Patients are admitted to the National Institutes of Health (NIH) Clinical Center for the
first treatment cycle. Subsequent cycles are given as outpatients. If the infusions are well
tolerated, patients may return home after about one week (or possibly longer if complications
occur). After returning home, patients have blood tests done weekly by their local
physicians.
Background:
It is estimated that 40-50% of patients with cutaneous T-cell lymphoma (CTCL) have tumors
that express cluster of differentiation 25 (CD25) (Tac or IL2Ra). Normal resting T-cells do
not express CD25. LMB-2 is an anti-CD25 recombinant immunotoxin containing variable domains
of MAb anti-Tac and truncated Pseudomonas exotoxin. A phase I trial at National Cancer
Institute (NCI) found that the maximum tolerated dose (MTD) of LMB-2 was 40 microg/Kg
intravenous (IV) given every other day for 3 doses (QOD times 3) with prophylactic IV fluid.
The most common adverse events were transient fever, hypoalbuminemia and transaminase
elevations.
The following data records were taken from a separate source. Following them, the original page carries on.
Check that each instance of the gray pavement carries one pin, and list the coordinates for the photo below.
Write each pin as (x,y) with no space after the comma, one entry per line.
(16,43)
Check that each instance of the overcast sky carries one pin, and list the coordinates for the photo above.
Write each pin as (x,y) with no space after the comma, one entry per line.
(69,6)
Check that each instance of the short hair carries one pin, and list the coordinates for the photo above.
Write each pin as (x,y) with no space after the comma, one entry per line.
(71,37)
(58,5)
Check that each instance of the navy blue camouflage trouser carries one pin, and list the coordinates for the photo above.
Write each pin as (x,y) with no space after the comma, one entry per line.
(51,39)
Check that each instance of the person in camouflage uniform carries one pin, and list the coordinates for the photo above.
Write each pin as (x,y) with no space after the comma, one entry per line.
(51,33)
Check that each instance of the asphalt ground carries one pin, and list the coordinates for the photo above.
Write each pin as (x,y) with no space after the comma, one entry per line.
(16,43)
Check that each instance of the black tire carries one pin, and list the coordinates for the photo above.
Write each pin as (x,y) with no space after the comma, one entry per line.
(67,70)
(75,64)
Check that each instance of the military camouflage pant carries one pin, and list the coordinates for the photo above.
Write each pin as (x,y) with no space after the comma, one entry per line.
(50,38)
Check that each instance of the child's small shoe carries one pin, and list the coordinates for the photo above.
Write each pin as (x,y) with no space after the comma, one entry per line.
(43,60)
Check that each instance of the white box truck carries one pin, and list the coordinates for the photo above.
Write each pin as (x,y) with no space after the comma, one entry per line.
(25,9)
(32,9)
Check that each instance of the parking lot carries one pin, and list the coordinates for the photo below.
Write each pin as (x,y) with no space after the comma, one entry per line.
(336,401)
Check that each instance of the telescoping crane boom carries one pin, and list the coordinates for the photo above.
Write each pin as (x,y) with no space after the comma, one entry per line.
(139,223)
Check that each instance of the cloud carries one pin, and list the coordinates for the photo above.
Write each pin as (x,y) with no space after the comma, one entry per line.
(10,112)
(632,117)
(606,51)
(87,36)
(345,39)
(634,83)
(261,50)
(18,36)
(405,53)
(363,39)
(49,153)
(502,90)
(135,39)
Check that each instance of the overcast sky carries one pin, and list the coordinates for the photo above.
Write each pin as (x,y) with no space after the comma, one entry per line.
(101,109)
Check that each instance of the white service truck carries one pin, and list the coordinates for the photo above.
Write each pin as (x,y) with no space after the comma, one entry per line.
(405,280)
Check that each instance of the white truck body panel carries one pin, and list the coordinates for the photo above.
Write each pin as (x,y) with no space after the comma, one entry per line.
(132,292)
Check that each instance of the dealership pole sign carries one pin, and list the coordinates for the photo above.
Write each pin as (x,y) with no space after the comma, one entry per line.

In that trial, two of two patients with cutaneous T-cell lymphoma had clinical
benefit (1 partial response (PR), 1 stable disease (SD)). In 1999 another recombinant fusion
protein, denileukin diftitox, was approved by the Food and Drug Administration (FDA) for
treatment of patients with advanced or recurrent CTCL expressing the high affinity
interleukin-2 (IL-2) receptor. This receptor is composed of three subunits: CD25, CD122 and
CD132. Because LMB-2 is cytotoxic to cells expressing CD25 without the other IL-2 receptor
subunits needed to form the high affinity receptor, CD25+ CTCL patients are good candidates
for further testing with LMB-2.
Objectives:
The purpose of this study is to determine the activity of anti-Tac(Fv)-PE38 (LMB-2) in
patients with Tac-expressing Cutaneous T-cell Lymphoma (CTCL). The primary endpoints of this
trial are the response rate and response duration. We will also evaluate LMB-2
immunogenicity, pharmacokinetics, and toxicity, and monitor soluble Tac levels in the serum.
These will be evaluated using routine hematologic and clinical evaluation, and when
appropriate, by monitoring the phenotype of circulating T-cells or of biopsied tissues using
antibodies to CD25.
Eligibility:
CD25+ CTCL based on immunohistochemistry or flow cytometry of blood. Patients must have
measurable stage 1b-IV disease which progressed after greater than or equal 2 prior systemic
or topical therapies. Labs required: alanine aminotransferase (ALT) and aspartate
aminotransferase (AST) less than or equal to 2.5-time upper limit, albumin greater than or
equal 3, bilirubin less than or equal to 2.2, creatinine less than or equal to 2.0 (unless
creatinine clearance greater than or equal to 50 ml/min), absolute neutrophil count (ANC)
greater than or equal to 1000/ul, and platelets greater than or equal to 50,000/ul (ANC and
platelets greater than or equal 500 and 10,000 if blood/marrow involvement).
Design:
Patients receive LMB-2 30 ug/Kg QOD time 3 every 4 weeks in absence of neutralizing
antibodies or progressive disease. Dose escalation to 40 ug/Kg QOD times 3 if less than 2/6
dose limiting toxicity (DLT) at 30 ug/Kg times 3. 1st stage is 16 patients, to expand to 25
if greater than 1 of 16 patients respond.